A nominee director is authorised to take into consideration the interests of his or her appointer, but only under the condition that they coincide with that of the company and that his decision as a director is made in what he bona fide considers to be in the best interests of the company.
In any event that the interests collide and one must prevail, the duty to the company trumps that of to the nominator. There may some slight pliability in a small “close” company, but, customarily directors’ duties are sacrosanct.
Fraudulent Use of Nominee Directors
It has been frequently picked up on that the use of nominee directors has been used by disqualified directors. Online services offer the ability to acquire a fictitious nominee director to be added to the documentation of a company, all at the click of a button and a small nominal fee. There is no public register for the nominators, the only name is that of the nominee, thus adding a level fraudulent protection for the wrongdoers.
Concluding Thoughts
It is evident that a nominee director is placed in unfavourable position. The desire to uphold and implement his appointers interests will always be key concern of the nominee, but the current position at law tends to ignore the commercial reality aspect of a nominee director. The law as it stands persists to hold its ground in that the nominee director must put forward the interests of the company, before that of the nominator, and only if they coincide can they be taken into consideration.

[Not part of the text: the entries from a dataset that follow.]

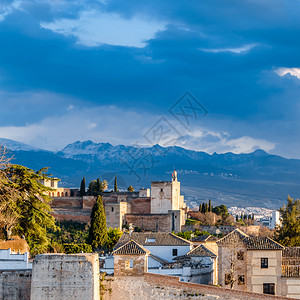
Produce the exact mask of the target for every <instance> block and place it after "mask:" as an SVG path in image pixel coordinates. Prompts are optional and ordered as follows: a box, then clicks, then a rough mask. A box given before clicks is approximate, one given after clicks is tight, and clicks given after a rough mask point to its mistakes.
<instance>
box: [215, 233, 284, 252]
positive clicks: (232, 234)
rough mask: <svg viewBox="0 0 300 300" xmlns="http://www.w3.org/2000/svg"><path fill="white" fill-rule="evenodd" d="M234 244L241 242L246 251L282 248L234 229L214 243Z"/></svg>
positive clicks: (280, 245)
mask: <svg viewBox="0 0 300 300" xmlns="http://www.w3.org/2000/svg"><path fill="white" fill-rule="evenodd" d="M235 242H242V243H244V244H245V246H246V248H247V249H248V250H283V249H284V247H283V246H282V245H280V244H279V243H277V242H275V241H274V240H272V239H270V238H268V237H259V236H249V235H247V234H246V233H244V232H242V231H241V230H239V229H235V230H234V231H232V232H231V233H229V234H227V235H226V236H225V237H223V238H222V239H220V240H218V241H217V242H216V243H217V244H218V245H224V244H225V245H226V244H230V243H235Z"/></svg>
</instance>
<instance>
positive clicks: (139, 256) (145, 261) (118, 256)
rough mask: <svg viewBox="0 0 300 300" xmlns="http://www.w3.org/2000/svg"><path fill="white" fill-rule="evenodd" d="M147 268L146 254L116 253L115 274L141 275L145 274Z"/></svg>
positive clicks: (115, 259)
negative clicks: (127, 254) (118, 254)
mask: <svg viewBox="0 0 300 300" xmlns="http://www.w3.org/2000/svg"><path fill="white" fill-rule="evenodd" d="M130 261H131V262H130ZM130 264H132V265H130ZM130 266H131V267H130ZM147 269H148V268H147V257H146V256H145V255H116V254H115V255H114V274H115V276H140V275H144V274H145V272H147Z"/></svg>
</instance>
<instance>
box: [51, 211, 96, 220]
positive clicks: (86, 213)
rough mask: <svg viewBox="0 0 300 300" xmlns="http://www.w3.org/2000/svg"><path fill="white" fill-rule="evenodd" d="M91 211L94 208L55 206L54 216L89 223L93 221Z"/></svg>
mask: <svg viewBox="0 0 300 300" xmlns="http://www.w3.org/2000/svg"><path fill="white" fill-rule="evenodd" d="M91 212H92V210H91V209H90V210H83V209H76V208H74V209H68V208H65V209H64V208H53V212H52V213H51V214H52V216H53V217H54V218H55V219H56V220H57V221H74V222H82V223H88V222H90V221H91V218H90V216H91Z"/></svg>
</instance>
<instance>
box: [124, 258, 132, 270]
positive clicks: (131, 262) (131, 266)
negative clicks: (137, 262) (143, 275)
mask: <svg viewBox="0 0 300 300" xmlns="http://www.w3.org/2000/svg"><path fill="white" fill-rule="evenodd" d="M132 268H133V260H132V259H128V260H125V269H132Z"/></svg>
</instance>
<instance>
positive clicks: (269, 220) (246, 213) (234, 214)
mask: <svg viewBox="0 0 300 300" xmlns="http://www.w3.org/2000/svg"><path fill="white" fill-rule="evenodd" d="M228 212H229V213H230V214H231V215H233V216H236V215H237V216H239V217H240V216H241V215H245V214H246V215H247V216H249V215H252V214H253V215H254V221H255V223H256V224H257V225H262V226H265V227H268V228H269V229H275V228H276V226H279V225H280V213H279V211H275V210H272V209H268V208H264V207H246V208H243V207H237V206H233V207H229V208H228Z"/></svg>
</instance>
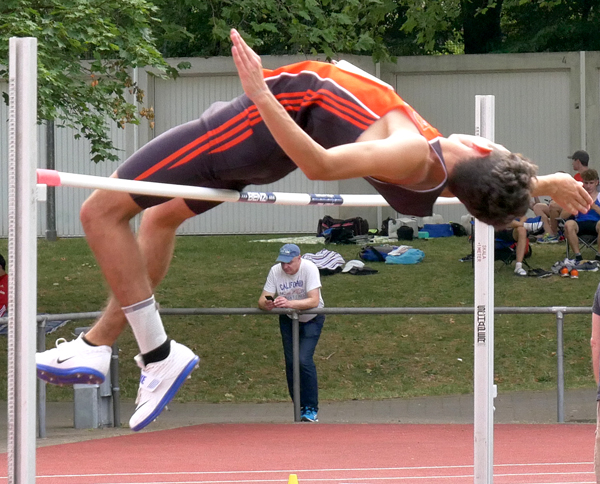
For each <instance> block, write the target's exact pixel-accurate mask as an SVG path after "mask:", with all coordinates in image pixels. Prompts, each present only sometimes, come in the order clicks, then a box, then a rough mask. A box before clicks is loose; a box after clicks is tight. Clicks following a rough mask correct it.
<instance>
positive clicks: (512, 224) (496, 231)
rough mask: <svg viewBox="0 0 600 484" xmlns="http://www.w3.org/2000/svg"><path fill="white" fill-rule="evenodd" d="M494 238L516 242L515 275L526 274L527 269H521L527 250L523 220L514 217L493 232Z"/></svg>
mask: <svg viewBox="0 0 600 484" xmlns="http://www.w3.org/2000/svg"><path fill="white" fill-rule="evenodd" d="M494 236H495V238H496V239H500V240H502V241H504V242H509V243H513V244H514V243H516V244H517V247H516V249H515V275H517V276H526V275H527V271H526V270H525V269H523V259H524V258H525V251H526V250H527V242H528V239H527V230H526V229H525V226H524V221H523V220H521V219H519V218H516V219H514V220H513V221H512V222H511V223H510V224H508V225H507V226H506V228H505V229H503V230H496V232H495V234H494Z"/></svg>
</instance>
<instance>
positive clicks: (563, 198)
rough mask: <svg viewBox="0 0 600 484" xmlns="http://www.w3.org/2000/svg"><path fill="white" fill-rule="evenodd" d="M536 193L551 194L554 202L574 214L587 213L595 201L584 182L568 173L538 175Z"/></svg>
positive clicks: (534, 192) (551, 196) (541, 194)
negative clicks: (573, 176) (582, 182)
mask: <svg viewBox="0 0 600 484" xmlns="http://www.w3.org/2000/svg"><path fill="white" fill-rule="evenodd" d="M534 194H535V195H549V196H550V197H552V200H553V201H554V202H556V203H557V204H558V205H560V206H561V207H562V208H563V209H564V210H566V211H567V212H570V213H572V214H573V215H576V214H577V212H582V213H587V211H588V210H589V209H590V207H591V206H592V204H593V203H594V201H595V200H593V199H592V197H591V196H590V194H589V193H588V192H587V191H586V190H585V188H583V184H582V183H581V182H578V181H577V180H575V178H573V177H572V176H571V175H568V174H567V173H553V174H552V175H544V176H538V177H537V182H536V183H535V185H534Z"/></svg>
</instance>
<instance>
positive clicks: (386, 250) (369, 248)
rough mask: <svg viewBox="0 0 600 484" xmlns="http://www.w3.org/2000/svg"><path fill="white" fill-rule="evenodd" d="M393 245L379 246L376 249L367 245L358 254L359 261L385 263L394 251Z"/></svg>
mask: <svg viewBox="0 0 600 484" xmlns="http://www.w3.org/2000/svg"><path fill="white" fill-rule="evenodd" d="M394 248H395V247H392V246H391V245H379V246H377V247H374V246H372V245H367V246H365V247H363V249H362V250H361V251H360V253H359V254H358V257H359V259H361V260H364V261H367V262H385V259H386V257H387V255H388V254H389V253H390V252H391V251H392V250H394Z"/></svg>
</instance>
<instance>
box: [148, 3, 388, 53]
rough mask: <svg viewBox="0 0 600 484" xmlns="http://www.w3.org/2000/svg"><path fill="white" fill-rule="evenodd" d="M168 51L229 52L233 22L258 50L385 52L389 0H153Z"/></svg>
mask: <svg viewBox="0 0 600 484" xmlns="http://www.w3.org/2000/svg"><path fill="white" fill-rule="evenodd" d="M155 3H156V5H157V6H158V7H159V9H160V13H159V16H160V18H161V19H163V21H164V22H163V26H162V28H163V30H164V32H163V33H162V35H160V41H159V44H158V45H160V46H161V48H162V49H163V53H164V54H165V55H166V56H214V55H230V48H231V45H230V42H229V30H230V29H231V28H232V27H235V28H236V29H238V30H239V31H240V33H242V35H243V36H244V38H245V39H246V41H247V42H248V43H249V44H250V45H251V46H252V47H253V48H254V49H255V50H256V51H257V52H258V53H259V54H274V55H277V54H316V53H324V54H325V55H327V56H328V57H330V58H331V57H334V56H335V54H336V53H340V52H344V53H355V54H373V55H374V57H375V58H376V59H380V58H385V57H386V56H387V49H386V48H385V47H384V44H383V41H382V40H383V35H384V33H385V29H386V25H387V23H386V17H387V16H388V15H389V14H390V13H391V12H394V11H395V9H396V3H395V2H394V1H393V0H344V1H340V0H294V1H291V0H287V1H286V0H179V1H177V2H173V1H172V0H155Z"/></svg>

There is always space for reform, especially with the history of company law in the UK. A considerable approach would be that of New Zealand Companies Act 1993(section 131(2)(3)(4)). They have incorporated legislation to facilitate and recognise the position of the nominee director. They list a few instances where a company may waive their interests for that of the holding company, part of the act reads:
‘A director of a company that is a wholly-owned subsidiary may, when exercising powers or performing duties as a director, if expressly permitted to do so by the constitution of the company, act in a manner which he or she believes is in the best interests of that company’s holding company even though it may not be in the best interests of the company.’
Enacting legislation such as the New Zealand approach would help alleviate the problems that nominee directors are currently facing in the UK today.